Пришлось отсчитать монеты, и старуха разглядывала каждую пристально, разве что на зуб не пробовала, да и то лишь потому, что зубы свои давным-давно растеряла. Наконец, ссыпав горсть медяков в кошель, а кошель упрятав в карман ситцевого халата, она посторонилась.
В комнатушке резко пахло геранью и кошками. С прошлого раза почти ничего-то и не изменилось, разве что прибавилось вязаных салфеточек, а стены, помимо былых, весьма трухлявых цветочных композиций, украсили дагерротипические карточки хозяйки с котеночком на коленях.
Впрочем, карточки и котеночки Гавела интересовали мало.

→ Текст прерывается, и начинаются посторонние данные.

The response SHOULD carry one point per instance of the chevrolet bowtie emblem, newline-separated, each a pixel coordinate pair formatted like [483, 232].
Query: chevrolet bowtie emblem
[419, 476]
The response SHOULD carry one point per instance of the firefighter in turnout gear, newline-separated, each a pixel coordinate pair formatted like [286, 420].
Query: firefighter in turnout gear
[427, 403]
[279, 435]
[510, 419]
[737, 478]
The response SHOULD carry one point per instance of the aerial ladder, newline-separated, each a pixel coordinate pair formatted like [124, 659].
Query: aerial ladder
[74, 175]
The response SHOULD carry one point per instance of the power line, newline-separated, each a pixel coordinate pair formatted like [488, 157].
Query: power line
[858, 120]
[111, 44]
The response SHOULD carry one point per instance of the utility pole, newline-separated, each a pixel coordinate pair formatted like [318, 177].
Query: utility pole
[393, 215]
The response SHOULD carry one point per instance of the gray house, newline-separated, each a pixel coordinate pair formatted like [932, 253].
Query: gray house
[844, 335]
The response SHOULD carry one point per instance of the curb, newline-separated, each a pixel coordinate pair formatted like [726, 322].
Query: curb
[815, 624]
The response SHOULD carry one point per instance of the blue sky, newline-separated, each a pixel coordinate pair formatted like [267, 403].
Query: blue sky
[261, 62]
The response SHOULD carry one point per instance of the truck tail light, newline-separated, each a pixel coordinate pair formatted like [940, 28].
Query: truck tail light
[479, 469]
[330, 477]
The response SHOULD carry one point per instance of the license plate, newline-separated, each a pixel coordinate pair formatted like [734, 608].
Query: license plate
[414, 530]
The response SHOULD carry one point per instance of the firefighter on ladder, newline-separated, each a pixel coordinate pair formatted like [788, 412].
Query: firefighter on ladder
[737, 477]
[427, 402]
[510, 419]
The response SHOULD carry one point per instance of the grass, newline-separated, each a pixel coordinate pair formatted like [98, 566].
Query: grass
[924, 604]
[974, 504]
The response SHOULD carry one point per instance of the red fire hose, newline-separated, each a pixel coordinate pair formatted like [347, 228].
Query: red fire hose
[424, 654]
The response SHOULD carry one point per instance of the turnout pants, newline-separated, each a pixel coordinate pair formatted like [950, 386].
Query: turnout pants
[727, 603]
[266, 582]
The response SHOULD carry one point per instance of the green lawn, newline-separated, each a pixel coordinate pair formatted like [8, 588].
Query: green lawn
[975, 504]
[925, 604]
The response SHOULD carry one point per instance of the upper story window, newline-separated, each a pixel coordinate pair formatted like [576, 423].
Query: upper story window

Дырку, просверленную в полу прошлым разом — старушенции пришлось заплатить отдельно за ущерб, имуществу нанесенный, — она не заделала. Более того, у дыры появились слуховая трубка и мягонькая подушечка с кривоватою кошачьей мордой, вышитой крестиком. Один глаз кошака был зеленым, другой — желтым. Подушечку старушенция, поджав тонкие губы, убрала.
Сама же осталась.
— Вы бы пошли, бабушка, погуляли, — миролюбиво предложил Гавел, подгребая верную камеру под бок. Уж больно заинтересовался ею матерый черной масти зверь, с чьей морды и вышивали портрет. Шкура кошака лоснилась, а шею украшал пышный голубой бант с бубенчиком.